Day Traders Diary

6/28/21

The major averages closed mixed with the S&P 500 making new highs boosted by a court win for Facebook and broad strength in tech stocks.

The S&P 500 ticked up 9 points or 0.23% to 4.290 for its third-straight record close, while the Nasdaq rose 140 points or 0.98% to an all-time closing high of 14,500. The Dow Jones Industrial Average, however, slid 150 points to 34,283.27 as energy and transport stocks came under pressure.

Tech stocks were in the driver's seat on Monday, with shares of Apple and Salesforce adding more than 1%. Facebook jumped more than 4% after a U.S. federal court dismissed an antitrust case against the company from the Federal Trade Commission and closed with a market cap above $1 trillion. Semiconductor stocks were a bright spot on Monday, with Nvidia 5% and Broadcom climbing more than 2%.

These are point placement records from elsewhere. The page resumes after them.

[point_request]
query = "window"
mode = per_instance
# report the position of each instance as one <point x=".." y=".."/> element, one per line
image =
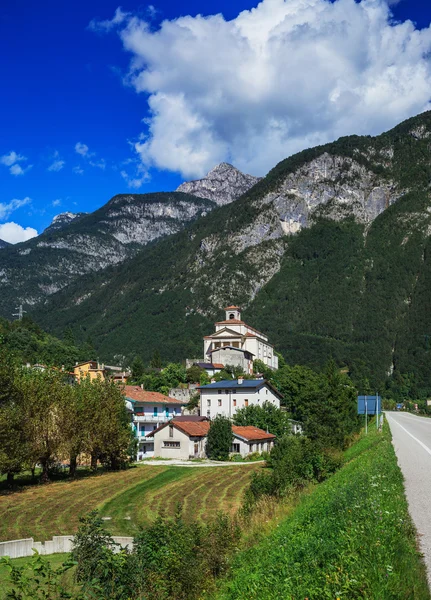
<point x="171" y="444"/>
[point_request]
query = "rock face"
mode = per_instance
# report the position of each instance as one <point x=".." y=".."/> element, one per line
<point x="62" y="220"/>
<point x="223" y="184"/>
<point x="77" y="244"/>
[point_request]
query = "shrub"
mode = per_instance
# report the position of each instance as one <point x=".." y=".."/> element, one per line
<point x="219" y="439"/>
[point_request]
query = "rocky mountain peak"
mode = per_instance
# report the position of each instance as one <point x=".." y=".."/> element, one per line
<point x="223" y="184"/>
<point x="62" y="220"/>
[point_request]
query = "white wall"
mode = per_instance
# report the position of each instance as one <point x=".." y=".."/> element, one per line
<point x="214" y="403"/>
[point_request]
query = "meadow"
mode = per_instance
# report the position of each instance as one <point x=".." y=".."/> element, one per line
<point x="129" y="498"/>
<point x="351" y="538"/>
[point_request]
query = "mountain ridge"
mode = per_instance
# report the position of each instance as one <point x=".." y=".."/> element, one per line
<point x="329" y="254"/>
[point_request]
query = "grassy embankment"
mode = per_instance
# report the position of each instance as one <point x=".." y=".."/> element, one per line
<point x="131" y="498"/>
<point x="351" y="538"/>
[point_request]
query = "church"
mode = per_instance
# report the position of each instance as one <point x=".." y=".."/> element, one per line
<point x="238" y="344"/>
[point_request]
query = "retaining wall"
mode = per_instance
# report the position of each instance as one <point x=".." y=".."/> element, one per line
<point x="59" y="543"/>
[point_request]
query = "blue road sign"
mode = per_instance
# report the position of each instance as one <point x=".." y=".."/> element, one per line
<point x="370" y="405"/>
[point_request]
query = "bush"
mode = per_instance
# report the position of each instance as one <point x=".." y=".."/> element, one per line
<point x="219" y="439"/>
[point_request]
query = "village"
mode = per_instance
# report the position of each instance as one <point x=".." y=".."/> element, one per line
<point x="165" y="428"/>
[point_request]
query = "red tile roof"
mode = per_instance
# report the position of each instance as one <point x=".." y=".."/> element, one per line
<point x="191" y="428"/>
<point x="251" y="433"/>
<point x="201" y="428"/>
<point x="134" y="392"/>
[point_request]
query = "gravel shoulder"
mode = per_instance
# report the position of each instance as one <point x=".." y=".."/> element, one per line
<point x="411" y="438"/>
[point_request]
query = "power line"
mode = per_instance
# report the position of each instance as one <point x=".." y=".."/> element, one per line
<point x="20" y="312"/>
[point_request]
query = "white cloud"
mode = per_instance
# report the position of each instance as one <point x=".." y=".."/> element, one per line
<point x="104" y="26"/>
<point x="14" y="233"/>
<point x="11" y="158"/>
<point x="57" y="165"/>
<point x="57" y="162"/>
<point x="81" y="149"/>
<point x="100" y="164"/>
<point x="276" y="79"/>
<point x="12" y="161"/>
<point x="7" y="208"/>
<point x="135" y="181"/>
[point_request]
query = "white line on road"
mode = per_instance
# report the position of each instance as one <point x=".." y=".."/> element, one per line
<point x="412" y="436"/>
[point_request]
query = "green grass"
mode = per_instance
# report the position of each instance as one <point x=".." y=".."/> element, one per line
<point x="41" y="511"/>
<point x="351" y="538"/>
<point x="202" y="492"/>
<point x="56" y="561"/>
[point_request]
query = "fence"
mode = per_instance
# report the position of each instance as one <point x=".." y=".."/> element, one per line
<point x="59" y="543"/>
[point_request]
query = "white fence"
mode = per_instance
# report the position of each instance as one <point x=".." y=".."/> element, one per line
<point x="59" y="543"/>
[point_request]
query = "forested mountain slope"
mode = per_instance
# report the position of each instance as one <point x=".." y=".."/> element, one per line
<point x="77" y="244"/>
<point x="329" y="254"/>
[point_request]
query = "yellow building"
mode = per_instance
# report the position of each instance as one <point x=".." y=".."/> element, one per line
<point x="90" y="368"/>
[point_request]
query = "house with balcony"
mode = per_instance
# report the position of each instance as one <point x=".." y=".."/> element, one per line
<point x="186" y="437"/>
<point x="150" y="410"/>
<point x="238" y="344"/>
<point x="227" y="396"/>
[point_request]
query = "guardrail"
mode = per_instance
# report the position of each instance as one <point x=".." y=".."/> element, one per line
<point x="59" y="543"/>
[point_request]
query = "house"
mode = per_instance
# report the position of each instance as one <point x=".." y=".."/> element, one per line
<point x="150" y="409"/>
<point x="236" y="343"/>
<point x="186" y="437"/>
<point x="91" y="369"/>
<point x="249" y="439"/>
<point x="227" y="396"/>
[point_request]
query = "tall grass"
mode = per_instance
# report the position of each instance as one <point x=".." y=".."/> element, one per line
<point x="351" y="538"/>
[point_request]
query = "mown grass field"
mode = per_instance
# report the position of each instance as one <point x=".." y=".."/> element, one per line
<point x="351" y="538"/>
<point x="202" y="492"/>
<point x="130" y="498"/>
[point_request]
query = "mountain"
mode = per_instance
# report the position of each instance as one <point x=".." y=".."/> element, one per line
<point x="63" y="220"/>
<point x="223" y="184"/>
<point x="86" y="243"/>
<point x="329" y="254"/>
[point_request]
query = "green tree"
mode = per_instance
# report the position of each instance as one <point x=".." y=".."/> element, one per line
<point x="45" y="398"/>
<point x="219" y="439"/>
<point x="156" y="361"/>
<point x="137" y="368"/>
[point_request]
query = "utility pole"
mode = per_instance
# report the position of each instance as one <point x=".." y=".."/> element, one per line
<point x="20" y="312"/>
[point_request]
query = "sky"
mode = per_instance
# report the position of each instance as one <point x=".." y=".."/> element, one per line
<point x="99" y="98"/>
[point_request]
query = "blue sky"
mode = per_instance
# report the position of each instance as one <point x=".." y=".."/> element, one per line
<point x="80" y="122"/>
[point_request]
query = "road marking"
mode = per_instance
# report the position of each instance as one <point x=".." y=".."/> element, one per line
<point x="412" y="436"/>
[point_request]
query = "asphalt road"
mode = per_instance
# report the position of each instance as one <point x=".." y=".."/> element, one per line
<point x="411" y="437"/>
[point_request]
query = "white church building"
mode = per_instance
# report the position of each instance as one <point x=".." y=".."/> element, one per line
<point x="238" y="344"/>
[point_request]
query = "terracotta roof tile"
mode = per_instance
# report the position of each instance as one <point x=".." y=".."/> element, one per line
<point x="251" y="433"/>
<point x="134" y="392"/>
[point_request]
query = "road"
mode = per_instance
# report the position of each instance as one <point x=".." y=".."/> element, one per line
<point x="411" y="437"/>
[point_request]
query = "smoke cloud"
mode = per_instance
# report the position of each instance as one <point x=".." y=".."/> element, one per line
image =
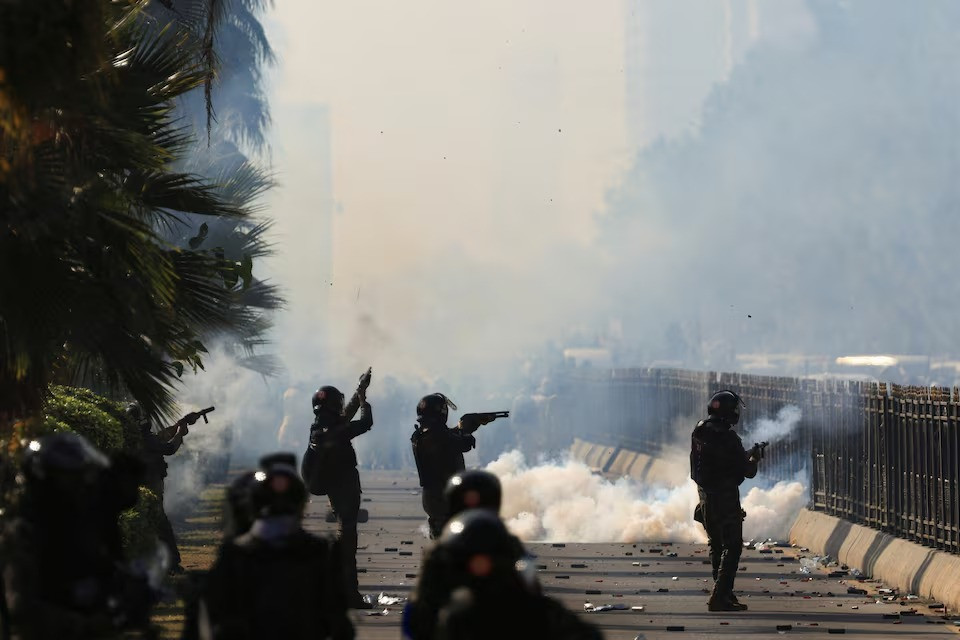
<point x="564" y="500"/>
<point x="774" y="429"/>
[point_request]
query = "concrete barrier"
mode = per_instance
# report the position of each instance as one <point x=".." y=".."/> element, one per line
<point x="908" y="566"/>
<point x="622" y="461"/>
<point x="595" y="456"/>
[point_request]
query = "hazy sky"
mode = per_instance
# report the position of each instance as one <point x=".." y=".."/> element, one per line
<point x="471" y="146"/>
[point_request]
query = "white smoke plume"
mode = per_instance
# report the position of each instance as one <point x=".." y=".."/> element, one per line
<point x="774" y="429"/>
<point x="566" y="500"/>
<point x="770" y="512"/>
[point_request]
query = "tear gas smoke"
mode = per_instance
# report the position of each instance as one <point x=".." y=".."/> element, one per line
<point x="565" y="500"/>
<point x="774" y="429"/>
<point x="243" y="426"/>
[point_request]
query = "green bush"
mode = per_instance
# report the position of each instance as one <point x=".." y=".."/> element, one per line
<point x="87" y="414"/>
<point x="139" y="525"/>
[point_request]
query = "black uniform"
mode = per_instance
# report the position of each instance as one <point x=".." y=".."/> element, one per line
<point x="438" y="452"/>
<point x="335" y="475"/>
<point x="155" y="449"/>
<point x="287" y="587"/>
<point x="503" y="610"/>
<point x="719" y="464"/>
<point x="62" y="573"/>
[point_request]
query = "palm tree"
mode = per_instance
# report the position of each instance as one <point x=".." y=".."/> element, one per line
<point x="232" y="107"/>
<point x="89" y="143"/>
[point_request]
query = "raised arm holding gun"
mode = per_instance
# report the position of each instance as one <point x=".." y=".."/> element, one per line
<point x="470" y="422"/>
<point x="157" y="446"/>
<point x="719" y="464"/>
<point x="438" y="451"/>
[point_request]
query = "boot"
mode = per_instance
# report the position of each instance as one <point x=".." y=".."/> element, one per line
<point x="721" y="601"/>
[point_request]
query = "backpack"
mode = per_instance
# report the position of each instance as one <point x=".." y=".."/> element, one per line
<point x="315" y="466"/>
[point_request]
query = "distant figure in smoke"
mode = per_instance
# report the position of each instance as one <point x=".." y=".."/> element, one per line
<point x="438" y="452"/>
<point x="64" y="570"/>
<point x="156" y="446"/>
<point x="276" y="580"/>
<point x="329" y="468"/>
<point x="719" y="464"/>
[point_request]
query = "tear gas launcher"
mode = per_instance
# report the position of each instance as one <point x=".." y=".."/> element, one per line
<point x="470" y="422"/>
<point x="190" y="418"/>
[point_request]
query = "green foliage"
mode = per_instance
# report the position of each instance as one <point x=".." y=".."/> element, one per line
<point x="79" y="410"/>
<point x="90" y="185"/>
<point x="139" y="525"/>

Aerospace giant Boeing weighed on the Dow, with shares falling more than 3% after regulators told the company it is not likely to receive certification for its long-range aircraft until mid-to-late 2023. CEO Dave Calhoun earlier this month said it expected certification in the fourth-quarter of 2023.

Jeff Mills, the chief investment officer at Bryn Mawr Trust, said recent strength for tech could be part of a continued unwinding of the outperformance of cyclical stocks from earlier in the year.

Monday's moves came as Treasury yields retreated across most maturities, with the benchmark 10-year Treasury yield sliding to about 1.48%. Yields move inverse of prices.

Stocks finished their best week in months on Friday as investors are growing more confident the current inflation in the U.S. is not a sustained economic threat, but a temporary uptick.

The S&P 500 ended Friday at a closing record high of 4,280.70, while the Dow rose 237 points. While the Nasdaq Composite closed just lower on Friday, it added 2.35% for the week, its best since April 9 and is up 4.45% for the month of June.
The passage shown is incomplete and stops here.